LLM Multi-Agent Framework

LLM Multi-Agent Framework#

RL: an agent is defined as a system that interacts with an environment (including other agents) to achieve specific objectives. More specifically, an _agent_ can observe the _state_ of the _environment_ and uses its _policy_ to decide what the best next _action_ is to optimize a given _reward_. In other words, a system is an agent if for any given state of the environment, it has access to multiple plausible actions, and it uses a (potentially learned and evolving) policy to get closer to a pre-determined objective.

arXiv:2308.00352v4 arXiv:2308.10848v1

Foundational Components Layer offers an underlying infrastructure for agents to function in assigned roles, interacting with each other and the system.

  • Environment enables shared workspace and communications.

  • Memory stores and retrieves historical messages including critical details extracted from environment.

  • Agent Roles encapsulate domain-specific skills and workflows.
    • _Profile_ embodies the domain expertise of the role or job title.

    • _Goal_ represents the primary responsibility or objective that the role seeks to accomplish.

    • _Constraints_ denote limitations or principles the role must be followed when performing actions.

    • _Description_ provides additional concrete identity to help establish a more comprehensive role.

    • _Methods_ certain key behaviors comprising workflows:
      • Reflect on what needs to be done and decide the next action

      • Observe important information from environment and incorporate it in memory

      • Broadcast messages that contain details about current execution results and related action record

      • Assess incoming messages for relevancy and timeliness, extract relevant knowledge from messages, and maintain an internal knowledge repository to inform decisions

      • Act based on enriched contextual information and self-knowledge

      • Manage State of execution by tracking their actions by updating their working status and monitoring a to-do list

  • Actions execute modular sub-tasks. Actions result in standardized outputs that can be easily used by other parts of the ecosystem (interoperabilty).

  • Tools provide common services and utilities.

NOTE: All human operators can be defined as Agents with the same set of metadata about them and the same processes of “expert selection” can indicate which operator should be involved in handling specific tasks or decision making.

Execution Layer

  • Workflows. This mechanism leverages “standard operating procedures” to break down complex tasks into smaller, manageable components. It assigns these sub-tasks to suitable agents and supervises their performance by standardized outputs, ensuring that their actions align with the overarching objectives. It also tracks the completion status of tasks.

  • Expert Recruitment. Selecting the right agents to involve given the current state of the problem-solving progress.

  • Evaluation - After the execution of actions, this module evaluates the disparities between the current state and the desired goal. If the current state falls short of expectations, a feedback reward will be sent to the first stage, and the group’s composition will be dynamically adjusted to facilitate collaboration in the next round.
    • Comprehensiveness

    • Detailedness

    • Feasibility

    • Novelty

    • Free format feedback

Collaboration Layer orchestrates individual agents to collaboratively resolve complex problems.

  • Collaborative Decision-Making. The recruited agents engage in collaborative discussions aimed at formulating strategies to solve the presented problem. Once a consensus is reached, proposed actions are put forth.

  • Action Execution The agents interact with the environment to execute actions.

  • Knowledge Sharing. This mechanism allows agents to exchange information effectively, contributing to a shared knowledge base. Agents can store, retrieve, and share data at different levels of granularity. It not only enhances coordination but also reduces redundant communication, increasing overall operational efficiency. This is done through a decentralized and federated knowledge ecosystem similar to how organizations maintain knowledge (central repo and personal views).
    • Message sharing. Whenever an agent generates a message, it is replicated to the shared environment log, creating a single source of truth. This ensures all agents have access to the same information.

    • Role-based subscriptions. Agents can register subscriptions based on their roles and the types of messages that are meaningful to them. This is done based on predefined criteria that align with the agent’s responsibilities and tasks.

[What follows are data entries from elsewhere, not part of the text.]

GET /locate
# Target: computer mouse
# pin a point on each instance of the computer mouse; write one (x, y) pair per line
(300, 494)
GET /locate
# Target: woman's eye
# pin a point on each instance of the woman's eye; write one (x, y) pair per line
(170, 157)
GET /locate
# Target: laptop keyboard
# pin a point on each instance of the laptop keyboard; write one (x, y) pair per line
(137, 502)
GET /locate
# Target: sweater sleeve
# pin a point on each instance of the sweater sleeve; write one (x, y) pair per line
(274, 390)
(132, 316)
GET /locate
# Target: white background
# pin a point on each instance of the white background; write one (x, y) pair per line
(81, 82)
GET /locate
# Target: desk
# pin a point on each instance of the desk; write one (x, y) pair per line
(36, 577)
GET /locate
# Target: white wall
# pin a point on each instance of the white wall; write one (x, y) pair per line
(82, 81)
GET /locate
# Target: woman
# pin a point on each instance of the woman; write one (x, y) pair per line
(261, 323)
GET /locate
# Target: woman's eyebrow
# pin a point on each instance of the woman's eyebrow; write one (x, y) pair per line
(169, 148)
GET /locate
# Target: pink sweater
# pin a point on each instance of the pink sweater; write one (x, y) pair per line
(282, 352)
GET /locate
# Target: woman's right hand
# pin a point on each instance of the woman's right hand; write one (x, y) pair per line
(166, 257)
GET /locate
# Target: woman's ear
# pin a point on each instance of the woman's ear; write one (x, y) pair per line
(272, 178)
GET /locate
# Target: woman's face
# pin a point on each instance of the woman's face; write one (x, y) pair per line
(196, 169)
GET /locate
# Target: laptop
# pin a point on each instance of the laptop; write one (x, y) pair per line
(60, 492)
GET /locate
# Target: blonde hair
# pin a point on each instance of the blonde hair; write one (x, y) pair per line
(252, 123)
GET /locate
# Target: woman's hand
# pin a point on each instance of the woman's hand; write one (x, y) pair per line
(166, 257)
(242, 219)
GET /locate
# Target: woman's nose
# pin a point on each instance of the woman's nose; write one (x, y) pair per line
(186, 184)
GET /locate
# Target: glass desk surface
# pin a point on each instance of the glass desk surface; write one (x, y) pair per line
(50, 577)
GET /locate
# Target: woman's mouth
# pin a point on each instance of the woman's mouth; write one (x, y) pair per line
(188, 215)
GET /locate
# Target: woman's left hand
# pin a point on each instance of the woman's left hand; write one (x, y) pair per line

    • Message dispatch. When a new message meets the subscription criteria, it is automatically dispatched to notify the relevant agent. This active dissemination of information prevents agents from missing out on important updates.

    • Memory caching and indexing. Agents maintain an internal memory cache where the subscription messages are stored and indexed by their content, senders, and recipients. This allows for efficient information storage and retrieval.

    • Contextual retrieval. The environment maintains a shared memory pool that supports caching and indexing. Meanwhile, agents can query their internal memory as needed to obtain contextual details relevant to their current task. This helps in refining their understanding and making better decisions.

    • Updates synchronization. Any updates or changes made to the messages are synchronized across all linked agent memories to maintain a consistent view of the information. This ensures that all agents have access to the most up-to-date data.